RESULTS: A total of 27 PMMA-associated deaths (20 in Alberta, 7 in BC) were reported in the 11-month period. The median age was 24 (range 14-52) years, and 22 (81%) were male. Ten patients were pronounced dead at the scene, and 17 died in hospital. The median time from exposure to death was 17 (range 5-264) hours. The median first-recorded vital signs (and ranges) were: heart rate 160 (86-201) beats/min, blood pressure 89/43 (69/30-162/83) mm Hg, respiratory rate 40 (26-48) breaths/min, oxygen saturation 81% (68%-100%) and temperature 39.4°C (34-43.8°C). Sixteen of the 17 people who died in hospital presented with clinical features consistent with serotonin syndrome. End-organ dysfunction included hepatic (30%) and acute kidney injury (85%), rhabdomyolysis (54%), coagulopathy (61%) and cardiac ischemia (15%). Other drugs identified on toxicologic analysis were MDMA (n = 27), cocaine or its metabolite benzoylecgonine (n = 14) and methamphetamine (n = 12).

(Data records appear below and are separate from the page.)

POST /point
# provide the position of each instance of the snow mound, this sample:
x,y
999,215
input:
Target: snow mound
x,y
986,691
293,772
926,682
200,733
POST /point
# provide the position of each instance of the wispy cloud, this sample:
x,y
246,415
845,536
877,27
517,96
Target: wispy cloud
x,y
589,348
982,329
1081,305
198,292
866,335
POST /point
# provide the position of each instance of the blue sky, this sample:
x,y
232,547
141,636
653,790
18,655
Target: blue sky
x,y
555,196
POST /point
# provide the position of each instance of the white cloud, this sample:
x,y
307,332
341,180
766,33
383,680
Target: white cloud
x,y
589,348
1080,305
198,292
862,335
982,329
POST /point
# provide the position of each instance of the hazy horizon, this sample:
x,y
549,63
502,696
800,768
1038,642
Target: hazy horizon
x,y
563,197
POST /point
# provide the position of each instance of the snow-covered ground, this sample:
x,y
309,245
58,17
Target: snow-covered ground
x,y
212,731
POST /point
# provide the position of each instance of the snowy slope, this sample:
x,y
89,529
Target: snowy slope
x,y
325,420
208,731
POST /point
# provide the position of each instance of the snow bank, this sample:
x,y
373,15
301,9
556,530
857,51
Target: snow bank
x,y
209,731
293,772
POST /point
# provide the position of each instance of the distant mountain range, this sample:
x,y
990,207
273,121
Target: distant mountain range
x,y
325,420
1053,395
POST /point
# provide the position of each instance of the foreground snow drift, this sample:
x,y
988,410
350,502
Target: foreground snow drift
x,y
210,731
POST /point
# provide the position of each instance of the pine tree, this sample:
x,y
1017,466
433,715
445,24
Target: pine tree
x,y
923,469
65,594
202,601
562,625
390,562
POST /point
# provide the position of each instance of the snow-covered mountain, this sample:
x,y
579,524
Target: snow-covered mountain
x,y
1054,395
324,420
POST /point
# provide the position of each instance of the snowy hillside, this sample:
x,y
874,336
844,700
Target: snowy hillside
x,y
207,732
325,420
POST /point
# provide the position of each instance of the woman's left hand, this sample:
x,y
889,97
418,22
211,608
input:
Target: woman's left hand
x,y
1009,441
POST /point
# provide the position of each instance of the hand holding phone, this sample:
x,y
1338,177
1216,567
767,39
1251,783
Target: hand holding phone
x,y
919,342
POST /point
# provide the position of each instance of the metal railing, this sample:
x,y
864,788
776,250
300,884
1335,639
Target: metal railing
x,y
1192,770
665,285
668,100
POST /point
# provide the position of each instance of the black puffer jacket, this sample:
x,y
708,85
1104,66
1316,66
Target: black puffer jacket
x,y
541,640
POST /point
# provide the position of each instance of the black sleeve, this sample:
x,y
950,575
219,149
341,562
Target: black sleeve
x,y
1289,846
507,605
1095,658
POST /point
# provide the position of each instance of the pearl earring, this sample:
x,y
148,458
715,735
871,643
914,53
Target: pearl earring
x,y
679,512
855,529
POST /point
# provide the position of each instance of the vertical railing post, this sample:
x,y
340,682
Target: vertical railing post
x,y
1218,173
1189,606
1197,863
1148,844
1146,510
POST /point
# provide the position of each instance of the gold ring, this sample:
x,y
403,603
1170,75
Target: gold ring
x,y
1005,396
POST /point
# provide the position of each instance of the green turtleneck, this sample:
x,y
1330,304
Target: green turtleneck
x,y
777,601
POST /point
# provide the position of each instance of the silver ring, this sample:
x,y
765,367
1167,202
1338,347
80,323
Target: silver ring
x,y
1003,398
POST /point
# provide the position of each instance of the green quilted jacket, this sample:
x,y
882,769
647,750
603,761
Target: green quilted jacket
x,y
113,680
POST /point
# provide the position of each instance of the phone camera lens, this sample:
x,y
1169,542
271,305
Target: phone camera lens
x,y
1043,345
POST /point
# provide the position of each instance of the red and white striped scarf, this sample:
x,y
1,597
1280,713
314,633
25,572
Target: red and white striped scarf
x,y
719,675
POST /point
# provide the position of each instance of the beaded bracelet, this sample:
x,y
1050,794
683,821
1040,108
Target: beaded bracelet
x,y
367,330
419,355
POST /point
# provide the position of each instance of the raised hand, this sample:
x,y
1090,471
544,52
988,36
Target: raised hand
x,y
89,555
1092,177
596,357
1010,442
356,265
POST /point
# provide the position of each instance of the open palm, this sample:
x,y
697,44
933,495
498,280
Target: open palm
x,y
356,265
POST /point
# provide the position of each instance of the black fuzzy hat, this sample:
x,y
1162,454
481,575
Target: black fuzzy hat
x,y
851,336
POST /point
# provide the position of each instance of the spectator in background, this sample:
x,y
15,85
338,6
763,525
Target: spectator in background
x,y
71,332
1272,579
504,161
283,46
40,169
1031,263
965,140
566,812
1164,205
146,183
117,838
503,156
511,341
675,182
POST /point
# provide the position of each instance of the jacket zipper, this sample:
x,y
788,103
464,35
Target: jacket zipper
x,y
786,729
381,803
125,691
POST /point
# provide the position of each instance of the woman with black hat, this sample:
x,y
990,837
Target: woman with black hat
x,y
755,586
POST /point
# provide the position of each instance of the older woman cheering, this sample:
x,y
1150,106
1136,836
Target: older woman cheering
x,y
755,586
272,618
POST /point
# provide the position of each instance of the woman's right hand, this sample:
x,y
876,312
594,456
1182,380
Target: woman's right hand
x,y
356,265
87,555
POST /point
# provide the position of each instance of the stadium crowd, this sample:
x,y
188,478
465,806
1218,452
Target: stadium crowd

INTERPRETATION: Exposure to PMMA was characterized by multiorgan dysfunction and serotonin syndrome, followed by cardiovascular collapse. In addition to PMMA, multiple synthetic amphetamines were present on toxicologic analysis. When evaluating patients suspected of exposure to sympathomimetic drugs of abuse, clinicians must anticipate multiple clinical effects from the increased release of dopamine, serotonin, norepinephrine and other neurotransmitters.